I’ve written before about my confusion/frustration/anger at the UK housing market. This view was reinforced by a recent Dispatches episode (for US readers, think 60 Minutes). Now I could get very investigative about the issue myself – given I feel strongly about this issue, I may well in the future – but for now some thoughts from various readings/viewings/stats:
- There seems to be an obvious market failure going on in UK housing: lack of supply. The Dispatches episode quoted the need for about 240,000 new homes each year to meet basic housing formation, with only about 100,000 being built. The figures are the same for London, in terms of housing built as proportion required.
- Call this a lack of understanding, but even Enzo Ferrari knew that you only needed to produce 1 unit less than demand to ensure pricing power. This gap seems completely self-defeating for property developers. In economics 101 terms, surely the marginal revenue isn’t maximised at this level of production; producers could still improve their (surplus) profits by producing more units.
- Why aren’t developers producing? It’s probably a similar situation to cities like San Francisco/NYC, whereby geographic limits constrict supply. In London’s case, however, these limits are self-imposed: green belts keep the property available within reasonable commute contained. Planning permission is a big issue, as well – London is a pretty low-rise city, and though that adds to the city’s charm, it lowers the city’s residential capacity. Developers must play expensive games with planners to build more, which probably leads to more production of expensive, high-margin housing than higher-capacity housing.
- The influence of foreign investors. Look, not every foreigner buying property in London is money laundering. There are loads of folks seeing London for what it is: a supply-constricted market with lots of professionals making decent cash. What I wonder about is buy-to-let hurdle rates: with mortgage rates at all-time lows, I suppose folks can be happy with a rental yield of 4-5% net of management fees. That would set a cap on property prices, unless of course rents increase at a faster pace. But if the latter occurs, who’s going to rent? Most of London is already unaffordable.

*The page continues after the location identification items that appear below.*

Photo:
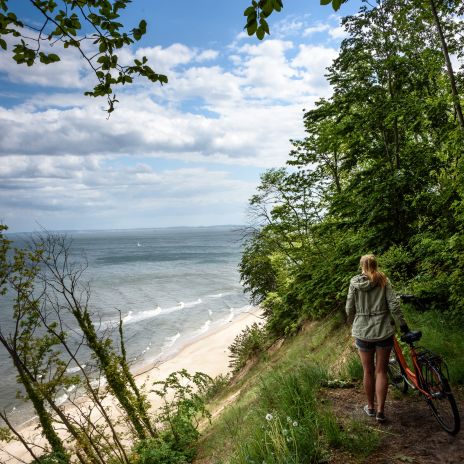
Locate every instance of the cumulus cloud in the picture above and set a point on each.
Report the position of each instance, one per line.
(225, 113)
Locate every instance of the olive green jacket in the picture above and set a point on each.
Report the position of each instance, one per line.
(370, 308)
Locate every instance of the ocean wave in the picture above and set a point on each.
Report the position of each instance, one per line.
(220, 295)
(205, 327)
(141, 315)
(171, 340)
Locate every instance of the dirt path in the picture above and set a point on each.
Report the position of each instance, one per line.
(411, 435)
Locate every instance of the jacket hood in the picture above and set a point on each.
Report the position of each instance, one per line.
(362, 282)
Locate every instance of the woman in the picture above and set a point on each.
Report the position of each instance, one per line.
(371, 302)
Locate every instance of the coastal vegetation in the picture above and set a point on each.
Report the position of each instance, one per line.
(380, 170)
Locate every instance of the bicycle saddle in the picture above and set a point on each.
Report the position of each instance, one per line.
(412, 336)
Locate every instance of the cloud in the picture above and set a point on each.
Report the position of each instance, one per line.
(225, 115)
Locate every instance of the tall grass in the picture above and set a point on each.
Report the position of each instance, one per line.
(289, 424)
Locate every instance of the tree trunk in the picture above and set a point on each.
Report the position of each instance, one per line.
(449, 66)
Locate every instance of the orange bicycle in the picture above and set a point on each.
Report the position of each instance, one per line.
(429, 377)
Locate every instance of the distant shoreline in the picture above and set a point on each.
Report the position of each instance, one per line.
(80, 231)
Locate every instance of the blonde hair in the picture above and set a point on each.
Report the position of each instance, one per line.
(368, 265)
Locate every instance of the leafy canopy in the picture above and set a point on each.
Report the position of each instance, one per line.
(92, 27)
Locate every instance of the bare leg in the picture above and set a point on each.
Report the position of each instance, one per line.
(382, 355)
(367, 360)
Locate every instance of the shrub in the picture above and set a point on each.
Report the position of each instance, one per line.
(250, 342)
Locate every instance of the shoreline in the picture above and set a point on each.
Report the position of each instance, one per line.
(149, 365)
(207, 353)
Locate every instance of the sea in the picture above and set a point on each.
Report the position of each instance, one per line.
(170, 285)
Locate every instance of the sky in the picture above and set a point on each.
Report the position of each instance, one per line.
(189, 153)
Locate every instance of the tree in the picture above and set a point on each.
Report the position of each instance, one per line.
(91, 27)
(259, 10)
(47, 292)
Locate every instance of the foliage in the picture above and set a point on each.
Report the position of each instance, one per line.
(260, 10)
(287, 423)
(183, 396)
(92, 27)
(380, 170)
(246, 345)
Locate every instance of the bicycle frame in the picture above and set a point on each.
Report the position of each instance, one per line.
(414, 378)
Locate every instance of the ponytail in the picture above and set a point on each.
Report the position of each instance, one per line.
(368, 265)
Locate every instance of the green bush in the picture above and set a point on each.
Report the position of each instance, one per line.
(183, 396)
(289, 424)
(353, 367)
(249, 343)
(157, 451)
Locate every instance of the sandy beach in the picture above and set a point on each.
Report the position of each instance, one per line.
(208, 354)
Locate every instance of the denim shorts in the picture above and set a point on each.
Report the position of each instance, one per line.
(364, 345)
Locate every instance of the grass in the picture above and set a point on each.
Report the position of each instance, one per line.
(278, 416)
(439, 336)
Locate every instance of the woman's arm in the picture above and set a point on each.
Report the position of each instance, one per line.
(350, 306)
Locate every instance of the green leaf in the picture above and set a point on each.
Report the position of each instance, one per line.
(251, 27)
(248, 11)
(264, 25)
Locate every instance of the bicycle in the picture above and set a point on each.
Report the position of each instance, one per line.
(429, 377)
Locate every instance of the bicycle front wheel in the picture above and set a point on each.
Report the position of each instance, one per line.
(441, 402)
(395, 374)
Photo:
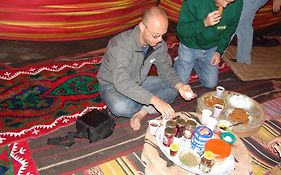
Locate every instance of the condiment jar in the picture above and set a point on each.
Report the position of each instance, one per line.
(169, 136)
(171, 124)
(207, 161)
(181, 123)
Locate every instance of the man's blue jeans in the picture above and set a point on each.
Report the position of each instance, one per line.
(245, 30)
(122, 106)
(200, 60)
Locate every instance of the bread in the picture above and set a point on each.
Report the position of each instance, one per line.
(210, 101)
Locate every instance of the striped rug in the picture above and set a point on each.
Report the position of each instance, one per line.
(262, 159)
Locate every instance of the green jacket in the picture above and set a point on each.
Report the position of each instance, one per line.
(192, 32)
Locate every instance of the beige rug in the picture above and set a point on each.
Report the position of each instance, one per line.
(266, 63)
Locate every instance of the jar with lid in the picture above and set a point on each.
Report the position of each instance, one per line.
(207, 161)
(169, 136)
(181, 123)
(171, 124)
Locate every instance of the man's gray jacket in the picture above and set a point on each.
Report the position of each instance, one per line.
(123, 66)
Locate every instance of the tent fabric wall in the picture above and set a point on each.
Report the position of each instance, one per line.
(263, 19)
(53, 20)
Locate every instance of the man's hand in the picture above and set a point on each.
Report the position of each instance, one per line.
(213, 18)
(216, 59)
(185, 91)
(163, 107)
(276, 6)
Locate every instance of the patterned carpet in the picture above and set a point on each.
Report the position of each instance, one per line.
(37, 100)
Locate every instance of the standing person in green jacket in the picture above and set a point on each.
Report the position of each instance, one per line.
(204, 34)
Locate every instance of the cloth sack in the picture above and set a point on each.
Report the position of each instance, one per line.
(94, 126)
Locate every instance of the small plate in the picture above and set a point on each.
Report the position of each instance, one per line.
(223, 168)
(250, 117)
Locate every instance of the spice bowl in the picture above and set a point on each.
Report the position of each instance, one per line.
(228, 137)
(224, 126)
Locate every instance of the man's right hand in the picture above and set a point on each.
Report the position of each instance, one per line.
(163, 107)
(213, 18)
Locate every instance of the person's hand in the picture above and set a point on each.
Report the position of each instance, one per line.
(275, 145)
(213, 18)
(276, 6)
(186, 92)
(216, 59)
(163, 107)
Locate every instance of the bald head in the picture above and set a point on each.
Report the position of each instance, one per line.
(153, 26)
(154, 13)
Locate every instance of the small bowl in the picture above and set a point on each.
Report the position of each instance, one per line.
(223, 126)
(228, 137)
(220, 148)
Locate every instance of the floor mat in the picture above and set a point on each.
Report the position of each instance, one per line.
(266, 63)
(39, 99)
(82, 155)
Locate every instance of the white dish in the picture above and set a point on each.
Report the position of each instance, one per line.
(223, 168)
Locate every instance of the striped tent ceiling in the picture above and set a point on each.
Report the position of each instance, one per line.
(59, 20)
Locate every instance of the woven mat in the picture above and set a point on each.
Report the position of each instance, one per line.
(266, 63)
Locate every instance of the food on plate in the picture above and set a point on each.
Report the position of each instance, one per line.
(190, 159)
(239, 115)
(210, 101)
(240, 101)
(204, 132)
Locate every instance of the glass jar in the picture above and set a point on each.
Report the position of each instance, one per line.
(207, 161)
(181, 123)
(171, 124)
(169, 136)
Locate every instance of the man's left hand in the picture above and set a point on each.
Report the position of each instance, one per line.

- What about those on the ladder? A frequent topic of London conversation is ‘getting on the property ladder’…maybe escalator would be appropriate here. The idea is that one just needs to buy any property, get some gains, then flip into a bigger property. Hmm… so one just keeps doubling down in the property sector. For those trading up the ladder – be aware that both losses and gains are magnified. In any case, I can see how this ladder situation puts politicians in a very tight spot: their constituents probably couldn’t handle a correction in property prices, as mortgages get called in.
- How about property tax? The UK has a sort-of property tax, like the US: it’s called council tax. The main difference, to me, is that the latter caps out at a pretty low level; US property tax is generally a set % of assessed value, with no cap. Here’s an idea for the UK, which would probably be an easy redistribution from rich -> poor: take away the council tax cap.
- What about mortgage rates? All time lows – check. UK mortgages primarily variable rate – check. Affordability based upon these low rates – check. So look out when rates rise. Again a politically difficult situation – why would the BoE ever raise rates, as so many people would probably find housing unaffordable.
In sum: UK housing is a classic asset bubble, in my opinion. So much unproductive investment pouring into land values. The fact the ‘housing ladder’ is ubiquitous should be a red flag that folks buy property because it always goes up…very dangerous. And these inflated prices mean ordinary (middle class!) workers can no longer afford to live and work in London and elsewhere. If the UK believes in equality of opportunity (and I think we do), why do we let this transfer of wealth from the lower-paid (stuck renting) to higher-paid (buy-to-let, with homeowners sharing positive externality) happen? Seriously?